Example: Decrepitude, dilapidation or decay is a modulus of entropy to measure all of an age nearing the completion. A signature of an energy working within us whose latent powers viz... as an Orderliness of the Light, Heat, Electric and Tithonicity (chemical) are aheading to break into entities from which it was made-up of.

ENTROPY is an Quantum Creative Act... a process Annihilation` to the process Creation` for an entity through out its journey of being a Being in limitation of Time & Space as a flux of Light rendering Heat and Electric for the Tithonicity is a process Procreation`.

~astral scientist
5 / 5 (2) Jun 11, 2010
Entropy has a different meaning in information theory.

Since we are talking about language here we are talking about information - not thermodynamics.

People have tried, in the past, to equate the two but that has failed (the information paradox being presented by black holes being just one of the troubles).

So we must accept that there are two definitions of entropy: one for a physical state of order in a closed system and one for the information inherent in a string of symbols.

For the latter the entropy is computed as
H = -Sum[Pxi * log(Pxi)]

Where Pxi is the probability of symbol xi appearing.

If you take the log to base two then the unit is [bit].

E.g.
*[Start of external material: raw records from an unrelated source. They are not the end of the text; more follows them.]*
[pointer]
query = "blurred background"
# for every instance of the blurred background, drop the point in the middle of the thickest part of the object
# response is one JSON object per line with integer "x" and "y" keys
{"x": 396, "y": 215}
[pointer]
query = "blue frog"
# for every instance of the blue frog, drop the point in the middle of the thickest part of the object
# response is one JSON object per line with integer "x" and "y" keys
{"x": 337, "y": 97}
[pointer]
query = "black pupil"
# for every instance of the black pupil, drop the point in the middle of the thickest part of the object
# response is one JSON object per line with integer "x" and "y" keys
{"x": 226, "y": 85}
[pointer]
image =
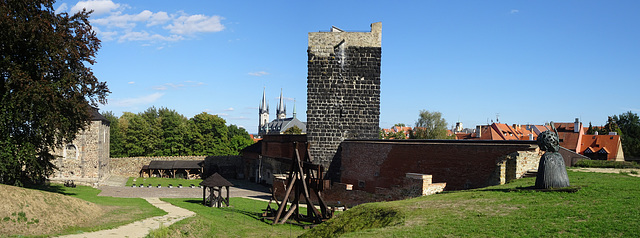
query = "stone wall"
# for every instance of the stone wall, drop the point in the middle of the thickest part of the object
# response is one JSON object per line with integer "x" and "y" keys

If you have 8 symbols which are all equally probable (Pxi = 1/8 for all i) then the information inherent in the symbols is 3bit.
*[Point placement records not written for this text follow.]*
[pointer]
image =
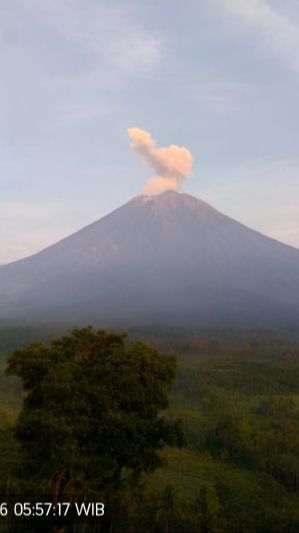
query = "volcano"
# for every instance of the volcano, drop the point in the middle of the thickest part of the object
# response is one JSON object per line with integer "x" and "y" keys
{"x": 166, "y": 259}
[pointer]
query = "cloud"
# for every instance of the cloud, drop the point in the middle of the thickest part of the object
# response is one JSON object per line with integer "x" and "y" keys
{"x": 172, "y": 164}
{"x": 275, "y": 30}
A language would simply have an entropy lower than a random string of symbols (because the random string would contain all symbols equally likely and therefore have maximal entropy)
1 / 5 (2) Jun 11, 2010
RobertKarl, above, gives the obvious assessment. This stone is certainly a narration of a story. prompting the storyteller of chronological events or perhaps a partial life narration of an important elder. It can be thought of as the gray zone between a comic book and written language. The uniform size, spacing and standardized, but detail-varying patterns, show these are not random drawings.
not rated yet Jun 11, 2010
A language would simply have an entropy lower than a random string of symbols (because the random string would contain all symbols equally likely and therefore have maximal entropy)
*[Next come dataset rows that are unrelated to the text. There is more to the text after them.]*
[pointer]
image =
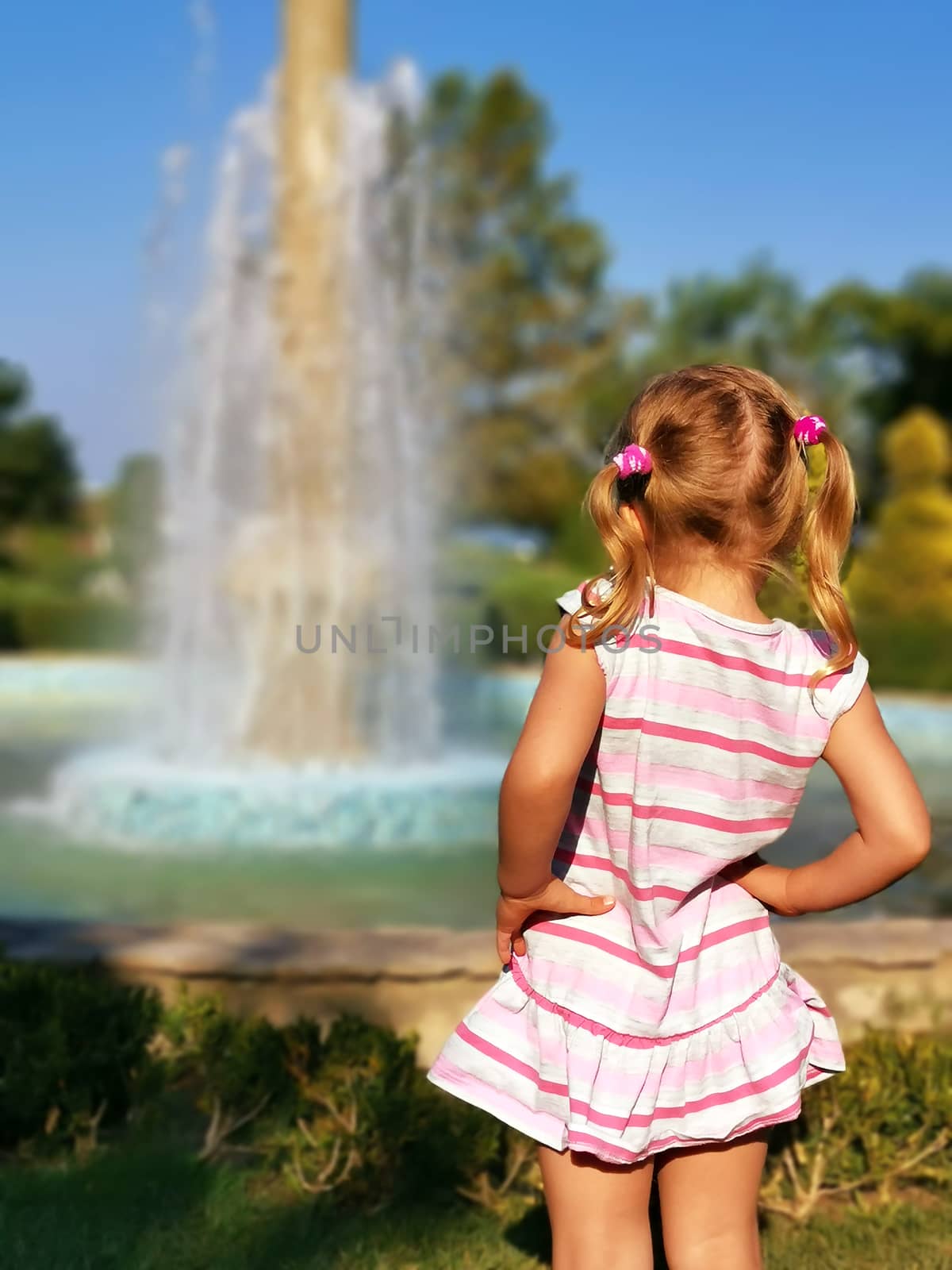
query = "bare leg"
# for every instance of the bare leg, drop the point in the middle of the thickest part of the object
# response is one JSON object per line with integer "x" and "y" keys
{"x": 598, "y": 1212}
{"x": 708, "y": 1204}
Perfect comprehension of open system entropy, bravo.
1 / 5 (2) Jun 12, 2010
Entropy has a different meaning in information theory.

Since we are talking about language here we are talking about information - not thermodynamics.

People have tried, in the past, to equate the two but that has failed (the information paradox being presented by black holes being just one of the troubles).

Professor Hawking solved this a decade ago, wot wot? Unless you can defeat his math.

Can you defeat his math? No? Pity.
5 / 5 (1) Jun 12, 2010
If you go to the wikipedia definition of entropy in thermodynamics and information theory:


They list a number of points where the understanding of one doesn't completely mesh with the other.

Hawking's theories are still without observation - so like String theory the vote is still out on that one.

especially in quantum theory the equality is dubious
not rated yet Jun 13, 2010
A language would simply have an entropy lower than a random string of symbols (because the random string would contain all symbols equally likely and therefore have maximal entropy)

I Agree,but arent there states in between of language and randomness?
Whatever a human draws wont be absolutely random (except in modern art maybe),as he/she will be trying to tell something,but it could still not have the necessary characteristics to be written language.
What is the entrophy of poor grammar? =P
I dont think im getting it x)